Fixed broken wire and I got it started running for about 1min then it died and will not start but I noticed when I try to start it there is an arc still at the coil and positive terminal when it is trying to turn over???
So I bought a new coil they is nothing open on a weekend in my town so i manage to find one but it was not a marine merc part it was from a 305 GM engine i hooked it up and boat fired right up seem to run good for a bit then i touch the coil to distributor cap wire at the distributor on the wire not the boot part and got a shock?? Then I noticed few mins after the new coil had cracked. So not sure. I know it is best to use only marine parts and I will get one Monday but just wanted to see and not sure why I would get shocked?
The coil should be the same, have not found marine specific coil only if they have internal or external resistance, and in your case this is not an issue. It may not be the coil, it may be the wire and boot. Unable to see what you can
Ya I am going to get a new coil and plug wire kit Monday along with new spark plugs. This coil was pretty cheap 34bucks Canadian. Going to get all that done Monday and will see only thing left in ignition will be the ignition sensor in the distributor I think. I am convinced that my issue is not fuel anymore though.
I was looking closer and Found the crack in the plug wire going from the center top of distributor cap to top of ignition coil. It is right at the end of the distributor just after the boot on the wire its self. So hopefully new ignition wires, coils and spark plugs will cure this problem.

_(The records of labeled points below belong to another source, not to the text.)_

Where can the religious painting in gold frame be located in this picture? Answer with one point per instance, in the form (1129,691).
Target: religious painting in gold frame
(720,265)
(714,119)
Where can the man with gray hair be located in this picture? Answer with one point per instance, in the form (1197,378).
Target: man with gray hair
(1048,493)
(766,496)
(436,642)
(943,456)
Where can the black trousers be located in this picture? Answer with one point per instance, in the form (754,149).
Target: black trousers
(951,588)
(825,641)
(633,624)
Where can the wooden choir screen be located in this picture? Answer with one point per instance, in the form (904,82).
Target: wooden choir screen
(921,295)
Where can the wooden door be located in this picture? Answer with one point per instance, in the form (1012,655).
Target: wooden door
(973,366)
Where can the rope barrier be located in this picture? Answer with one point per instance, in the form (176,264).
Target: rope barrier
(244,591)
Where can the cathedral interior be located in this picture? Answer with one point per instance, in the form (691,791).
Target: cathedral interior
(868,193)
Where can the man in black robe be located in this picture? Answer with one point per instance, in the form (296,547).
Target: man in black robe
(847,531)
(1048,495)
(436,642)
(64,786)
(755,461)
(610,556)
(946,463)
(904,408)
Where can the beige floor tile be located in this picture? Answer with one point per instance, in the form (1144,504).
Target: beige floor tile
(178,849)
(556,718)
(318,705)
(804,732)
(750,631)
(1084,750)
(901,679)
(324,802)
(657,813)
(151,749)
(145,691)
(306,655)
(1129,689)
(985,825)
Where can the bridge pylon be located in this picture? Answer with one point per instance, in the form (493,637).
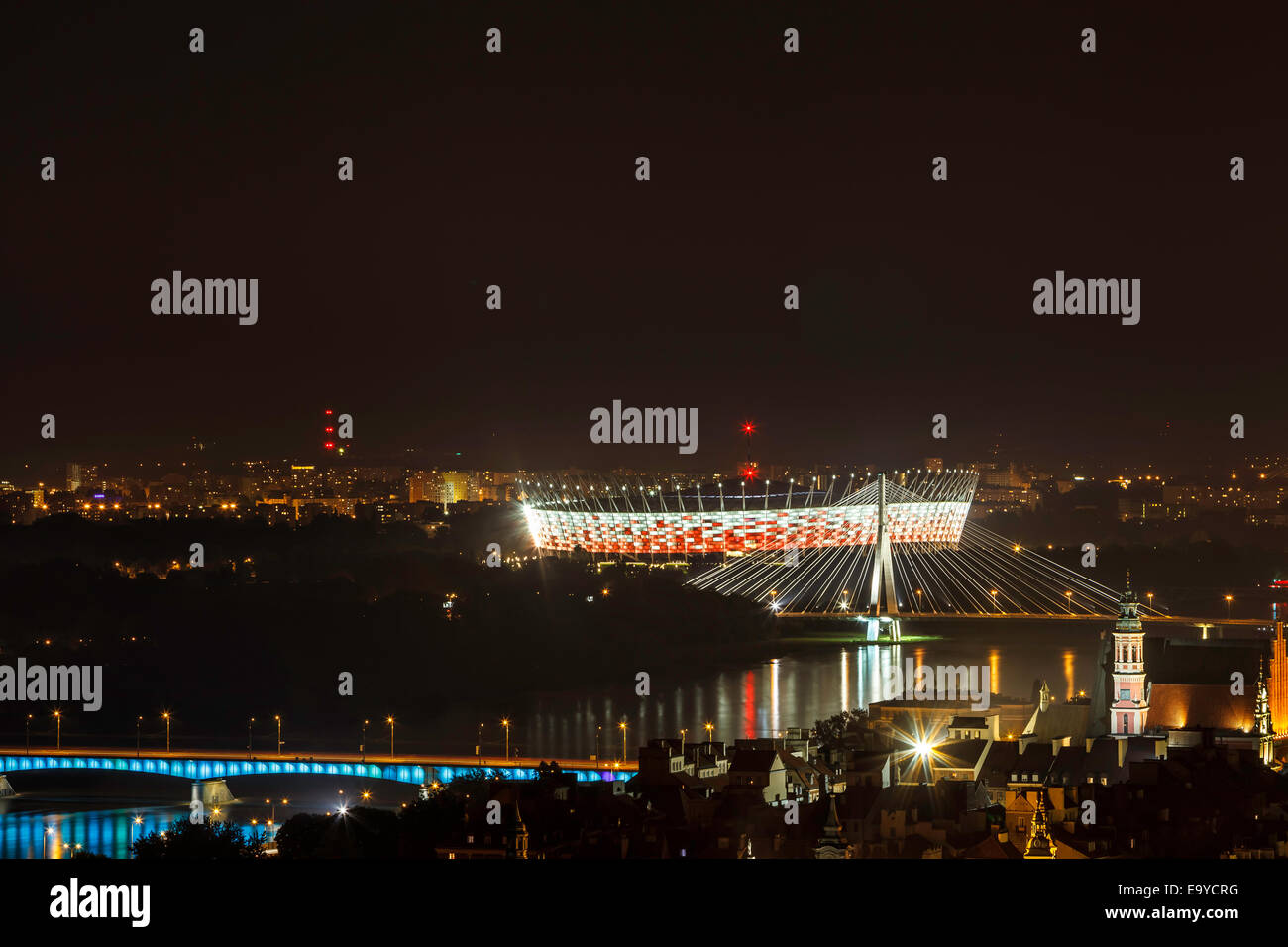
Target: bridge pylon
(883,603)
(211,792)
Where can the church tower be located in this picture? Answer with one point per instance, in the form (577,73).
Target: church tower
(1128,703)
(1041,844)
(1265,725)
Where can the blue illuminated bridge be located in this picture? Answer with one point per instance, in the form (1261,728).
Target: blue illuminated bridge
(419,771)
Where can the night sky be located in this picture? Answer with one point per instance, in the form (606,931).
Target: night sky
(519,169)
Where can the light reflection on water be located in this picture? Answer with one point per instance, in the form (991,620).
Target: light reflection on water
(50,830)
(760,698)
(764,698)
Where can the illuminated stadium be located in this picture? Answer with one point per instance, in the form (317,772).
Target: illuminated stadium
(879,548)
(618,518)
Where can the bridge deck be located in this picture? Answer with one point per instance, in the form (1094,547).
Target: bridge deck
(215,764)
(1014,616)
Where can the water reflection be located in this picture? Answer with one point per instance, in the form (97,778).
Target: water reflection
(47,832)
(799,689)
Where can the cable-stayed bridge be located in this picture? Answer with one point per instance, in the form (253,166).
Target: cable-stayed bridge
(890,548)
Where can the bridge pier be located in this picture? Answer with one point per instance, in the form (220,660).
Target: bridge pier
(211,792)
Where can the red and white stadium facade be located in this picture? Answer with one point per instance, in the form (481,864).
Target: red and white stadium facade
(742,531)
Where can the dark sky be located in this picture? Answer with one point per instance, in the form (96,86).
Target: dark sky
(518,169)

So just as I thought nothing In stock here so I got new spark plugs, coil wires and a new coil. Should all be here Thursday will have in boat hopefully all Thursday and see what happens. Also while doing spark plugs will do compression test. I know you are suppose to have engine warm for a compression test I believe but can’t really do that as it won’t start with out a coil. When I get the parts should I just to the coil and plug wires first then see if it runs warm it up and then do the plugs/compression test or can I just do it cold?

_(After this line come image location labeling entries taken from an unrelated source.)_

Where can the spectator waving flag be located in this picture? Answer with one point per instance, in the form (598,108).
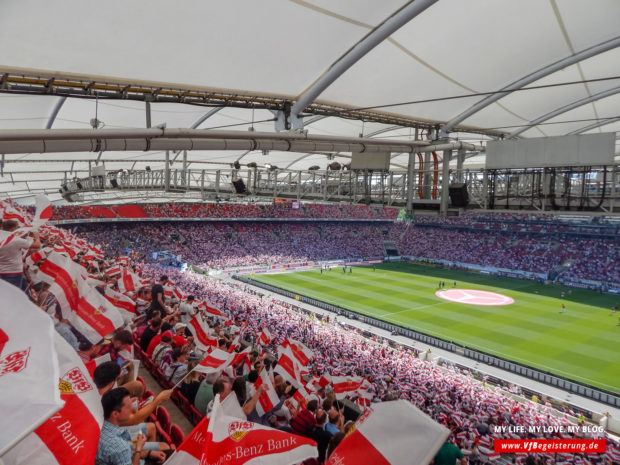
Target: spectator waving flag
(268,399)
(43,211)
(212,311)
(231,441)
(345,385)
(94,317)
(288,367)
(70,436)
(264,337)
(302,353)
(190,451)
(128,281)
(201,332)
(28,367)
(58,271)
(122,303)
(216,361)
(391,433)
(238,357)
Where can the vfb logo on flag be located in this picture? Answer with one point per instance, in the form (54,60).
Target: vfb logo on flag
(238,429)
(15,362)
(74,382)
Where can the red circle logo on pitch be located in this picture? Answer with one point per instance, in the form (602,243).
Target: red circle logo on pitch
(474,297)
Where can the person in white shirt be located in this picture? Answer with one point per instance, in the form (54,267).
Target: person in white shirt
(187,310)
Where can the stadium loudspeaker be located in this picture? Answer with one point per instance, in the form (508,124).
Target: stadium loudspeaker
(239,186)
(458,195)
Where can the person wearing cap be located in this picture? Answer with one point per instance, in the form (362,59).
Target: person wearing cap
(163,347)
(187,310)
(179,329)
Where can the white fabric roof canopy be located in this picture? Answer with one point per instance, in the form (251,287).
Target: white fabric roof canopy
(443,61)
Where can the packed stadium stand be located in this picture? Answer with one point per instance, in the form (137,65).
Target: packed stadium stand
(233,317)
(178,179)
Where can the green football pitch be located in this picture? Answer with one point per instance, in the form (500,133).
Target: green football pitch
(582,344)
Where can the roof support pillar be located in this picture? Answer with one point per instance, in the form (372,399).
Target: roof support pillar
(445,183)
(410,178)
(55,111)
(460,159)
(355,53)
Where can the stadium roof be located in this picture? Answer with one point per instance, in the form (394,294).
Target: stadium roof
(471,70)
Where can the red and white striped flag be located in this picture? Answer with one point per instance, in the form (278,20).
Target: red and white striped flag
(36,256)
(43,211)
(216,361)
(70,436)
(345,385)
(288,367)
(301,395)
(201,332)
(28,367)
(114,271)
(94,317)
(122,303)
(212,311)
(63,277)
(190,450)
(122,260)
(268,399)
(128,281)
(231,441)
(319,382)
(391,433)
(302,353)
(11,213)
(238,357)
(264,337)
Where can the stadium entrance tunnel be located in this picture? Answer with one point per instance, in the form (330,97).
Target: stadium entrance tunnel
(474,297)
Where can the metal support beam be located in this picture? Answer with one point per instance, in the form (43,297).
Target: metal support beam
(59,103)
(595,125)
(427,178)
(359,50)
(460,159)
(148,114)
(612,196)
(197,123)
(526,80)
(410,178)
(167,172)
(564,109)
(445,183)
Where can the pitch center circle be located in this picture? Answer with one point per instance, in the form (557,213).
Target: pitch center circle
(474,297)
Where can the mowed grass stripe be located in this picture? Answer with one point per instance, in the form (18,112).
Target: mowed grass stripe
(581,343)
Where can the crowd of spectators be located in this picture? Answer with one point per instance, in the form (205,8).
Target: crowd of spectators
(448,394)
(236,244)
(227,245)
(226,210)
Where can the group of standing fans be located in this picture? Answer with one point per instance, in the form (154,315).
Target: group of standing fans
(160,326)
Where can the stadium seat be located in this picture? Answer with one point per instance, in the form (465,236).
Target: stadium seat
(149,365)
(176,435)
(182,403)
(141,380)
(196,416)
(163,418)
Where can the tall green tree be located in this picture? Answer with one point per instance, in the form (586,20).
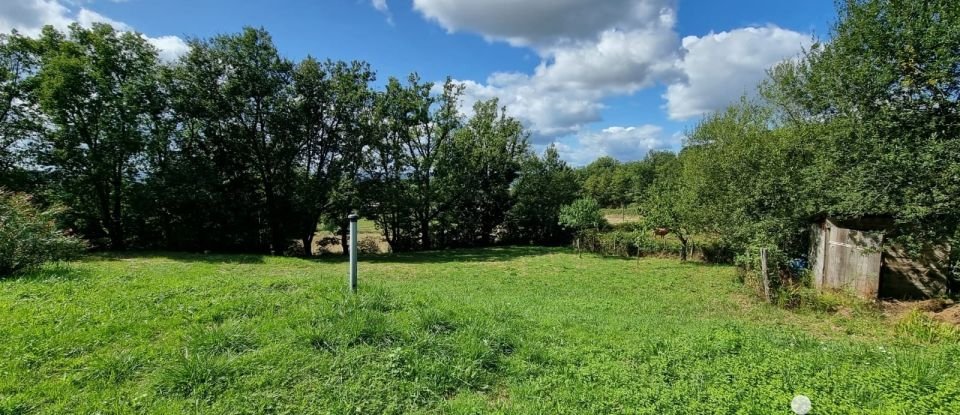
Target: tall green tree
(332,103)
(881,101)
(236,91)
(92,85)
(545,184)
(475,172)
(19,118)
(671,202)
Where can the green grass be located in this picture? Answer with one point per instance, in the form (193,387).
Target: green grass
(514,330)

Ok so got the new plug wires on and boat would not start then got the new coil on and boat fires right up on ear muffs sounded great. Then got it out on lake and boat started right up and idled great. Got out on water warmed motor up and then put hammer down boat shot right out of water did this several times and boat ran great!!! On way back to dock slowed right down to about 10mph and was coasting there for a bit and then boat started to idle down and then rev up and gave it a little more throttle seem to clear up a bit then slowed down again and as got close to dock and boat started doing it again rev up and down then died and would not start nothing no cracking nothing?? Got to dock Loaded boat up and got home. I put boat on ear muffs and noticed that coil wire on top of the coil had half come off and was just sitting on top of coil so...... this makes sense now why there was no power at the dock when tried to restart And nothing. But would this be why it was idling up and down too?

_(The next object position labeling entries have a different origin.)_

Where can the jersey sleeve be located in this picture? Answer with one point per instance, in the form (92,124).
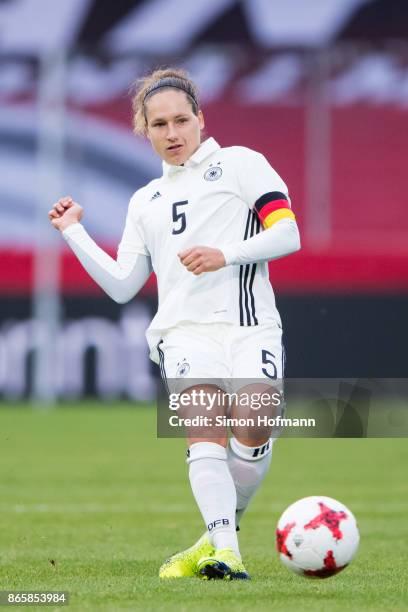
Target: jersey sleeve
(263,190)
(133,239)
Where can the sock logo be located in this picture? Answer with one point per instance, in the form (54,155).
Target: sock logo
(217,523)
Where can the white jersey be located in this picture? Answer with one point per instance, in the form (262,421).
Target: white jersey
(208,201)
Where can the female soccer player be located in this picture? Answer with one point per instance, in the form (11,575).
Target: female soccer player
(207,227)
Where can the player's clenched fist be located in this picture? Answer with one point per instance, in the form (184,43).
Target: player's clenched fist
(64,213)
(202,259)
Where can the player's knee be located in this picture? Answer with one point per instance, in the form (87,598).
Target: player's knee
(252,451)
(206,449)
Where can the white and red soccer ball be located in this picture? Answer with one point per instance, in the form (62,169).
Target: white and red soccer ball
(317,537)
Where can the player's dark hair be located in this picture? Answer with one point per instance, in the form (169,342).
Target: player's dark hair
(157,81)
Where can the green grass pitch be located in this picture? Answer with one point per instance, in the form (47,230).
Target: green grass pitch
(92,502)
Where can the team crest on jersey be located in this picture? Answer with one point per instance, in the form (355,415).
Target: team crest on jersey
(182,369)
(213,173)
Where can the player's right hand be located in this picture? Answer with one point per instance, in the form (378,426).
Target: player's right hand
(64,213)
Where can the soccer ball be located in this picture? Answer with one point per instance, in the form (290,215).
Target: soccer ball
(317,537)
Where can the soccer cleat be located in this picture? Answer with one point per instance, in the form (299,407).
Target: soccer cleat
(184,564)
(223,565)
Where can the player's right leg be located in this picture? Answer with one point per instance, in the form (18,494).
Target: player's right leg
(199,353)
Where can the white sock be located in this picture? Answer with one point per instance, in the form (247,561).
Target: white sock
(248,467)
(214,492)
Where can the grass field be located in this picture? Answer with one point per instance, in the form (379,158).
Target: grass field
(92,503)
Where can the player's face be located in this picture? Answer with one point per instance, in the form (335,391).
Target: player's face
(172,127)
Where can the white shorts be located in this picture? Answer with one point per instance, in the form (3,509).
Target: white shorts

Well boat ran amazing on the lake no issue at all. After fixing coil wire, taking TEE out of line and changing out to the anti Syphon valve. The anti syphon valve was for sure the fuel issue I installed a clear fuel line from tank to filter just so I can see and with other check valve on the fuel line would not stay full I think that check valve I had in there for temporary was not good soon as I installed the correct anti syphon valve and turned key on the line filled and stayed full and same while running boat.